Youthful Promise


Last winter's most important jazz event was a concert series at the University Theater in Buda­pest. The 13 evenings revealed the strength and promising future of the younger jazz genera-tion. Somé of the more established groups deserve special mention here as well.

The ‘80s brought a revival of traditional music in Hungary. The nine-piece Budapest Ragtime Band, for instance, was formed in 1983 by classically trained musicians. Since then, the group has released an LP and toured in many European countries. For the most part, its repertoire consists of Scott Joplin and James Scott piano originals transeribed into multicolored, witty instrumental arrangements.

Bop Art, led by keyboard player Attila Malecz, represents the fusing efforts of modern jazz. Due to its use of synthesizers and the orchestration, this combo’s sound is symphonic and big band-like at the same time. It also integrates the traditions of classical music and the rhythmic variety of rock. The group has emerged as a finalist in many competitions, for example in Dunqerque and San Sebastian.

The quartet Dimension was formed in 1980 and reformed in 1985. With the personnel changes, the quartet’s fusion style has moved toward a more intimate, emotional, acoustic chamber music, relying largely on the outstanding improvisational capacities of its members, especially reedman László Dés. Dimension has appeared at various important European fes­tivals and won the critics prize at the Wroclaw Jazz Festival.

Found in 1984, the Dresch Quartet plays the compositions of its leader, reedman Mihály Dresch, whose musical inspiration and roots can be found in Hungarian folk music. In his pieces, the Hungarian musical idiom meets the progressive, avant-garde attitude of the '60s black movement, resulting in a music with a distinctively ethnic flavor. The quartet also draws inspiration from pianist György Szabados.

The Grencsó Kollektiva is also influenced by the musical world of Szabados. The five-plus-members group plays the witty, strongly accented, often ironical compositions of leader, reedman István Grencsó, consciously avoiding and mocking the clichés of traditional and mainstream jazz.

The virtuoso unit of premier guitarists John McLaughlin, Al DiMeola, and Paco DeLucia was a challenge for guitarists all over the world. The Hungarian Guitar Trio response to that challenge is modern mainstream jazz spiced with boppish phrasing and Latin rhythms. Attila László, Gábor Gadó, and Ferenc Snétberger, known from other formations as well, are true “professors” of their instrument.

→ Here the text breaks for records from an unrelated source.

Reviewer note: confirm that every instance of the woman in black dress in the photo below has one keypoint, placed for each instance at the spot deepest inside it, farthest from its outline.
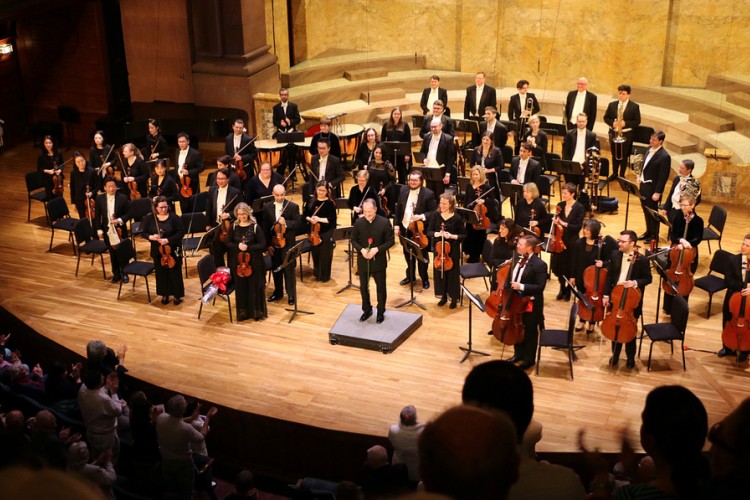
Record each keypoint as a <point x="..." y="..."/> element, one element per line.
<point x="321" y="211"/>
<point x="570" y="218"/>
<point x="50" y="162"/>
<point x="164" y="228"/>
<point x="396" y="130"/>
<point x="246" y="237"/>
<point x="445" y="225"/>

By the mid-‘80s, saxophone player Tony Lakatos had become the best known and accomplished young Hungarian musician in Europe. He has appeared at a number of famous jazz festivals and played with such musicians an Rainer Brüninghaus, Toto Blanke, Jasper van’t Hof, Charlie Mariano, Michael Sagmeister,  and Kenny Wheeler. He is an all-round musician who fits into various contexts from bop to modern swing, and free jazz to fusion. He is a virtuoso instrumentalist with a distinctive personal sound. His present Hungarian unit is the fusion band Things, although he spends half his time in Western Europe.

The Makám ensemble was formed in 1984 and plays a sort of improvisational chamber music containing elements of classical music as well as contemporary jazz and rock. Its melody and rhythm are influenced by East European folk and oriental music, and most of the group’s exotic instruments were made by its members.

The No-Spa Sextet favors the reflective, controlled lyricism of cool, which it combines with the rhythmic and harmonic devices of present day jazz. Its original compositions are mostly written by leader, keyboard player Mihály Farkas.

The Synapsis Quartet has won festivals in Karlovy Vary, Kromeriz, and Debrecen, and is an original representative of today's jazz trends in Hungary. Leader László Süle’s idea is to create a compositional chamber-like jazz music that sounds contemporary yet relates to Hungary's valuable jazz heritage. Süle is the most promising composer-pianist in the younger generation.

Finally, the vocal quartet Vocaleast consists of two male and two female voices, featuring evergreens and modern standards in its repertoire, and lending a special color to the local jazz-palette.